Melissa Neeley (born September 1, 1972) is an American broadcast journalist, actress, and film producer. She started out as the weekend news anchor on WHIO-FM in Dayton, Ohio. She then became News Director at Monticello Media in Charlottesville, Virginia, on November 1, 2007. Neeley anchored the morning news on Newstalk WCHV 1260 AM and 107.5 FM. She also produced and hosted "Charlottesville This Week", which airs weekends on WCHV, WCHV-FM, WCYK, WHTE, WHUK and WKAV. Under her direction, in 2009 WCHV received the runner-up award for Most Outstanding Newscast by Virginia Association of Broadcasters. In January 2012, Neeley resigned her position with Monticello Media and became employed with Clear Channel Media And Entertainment, now IHeartMedia, in Cincinnati, Oh. Since January 9, 2012, Neeley has been a News Anchor and Reporter for WLW and WKRC (AM). Neeley has been a guest reporter on HLN's Nancy Grace show since 2010, giving information about news stories from Virginia and the Ohio Valley.

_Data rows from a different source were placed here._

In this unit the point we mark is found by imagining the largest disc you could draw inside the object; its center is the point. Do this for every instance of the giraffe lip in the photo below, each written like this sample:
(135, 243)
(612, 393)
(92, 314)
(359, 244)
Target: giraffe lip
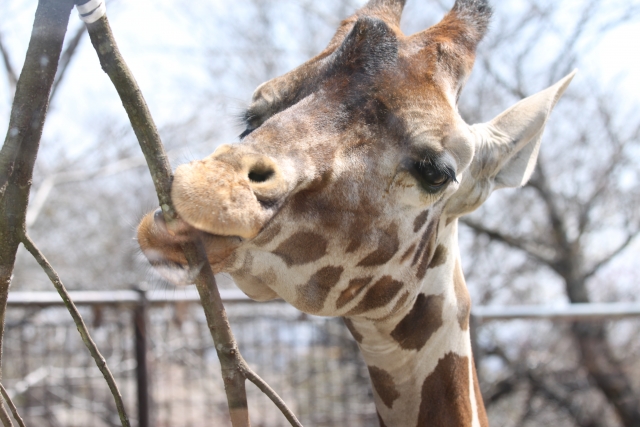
(183, 231)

She is also a former member of The Bent Theatre, a comedy improv group in Charlottesville, Virginia. She has worked with film director John Johnson in both the 2011 film Shadowhunters:Lost and in the 2015 film "Plan 9". Neeley played the store clerk's wife in Shadowhunters:Lost. She was an associate producer and a zombie extra in the movie Plan 9. She is credited as Melissa Renee Neeley in both films.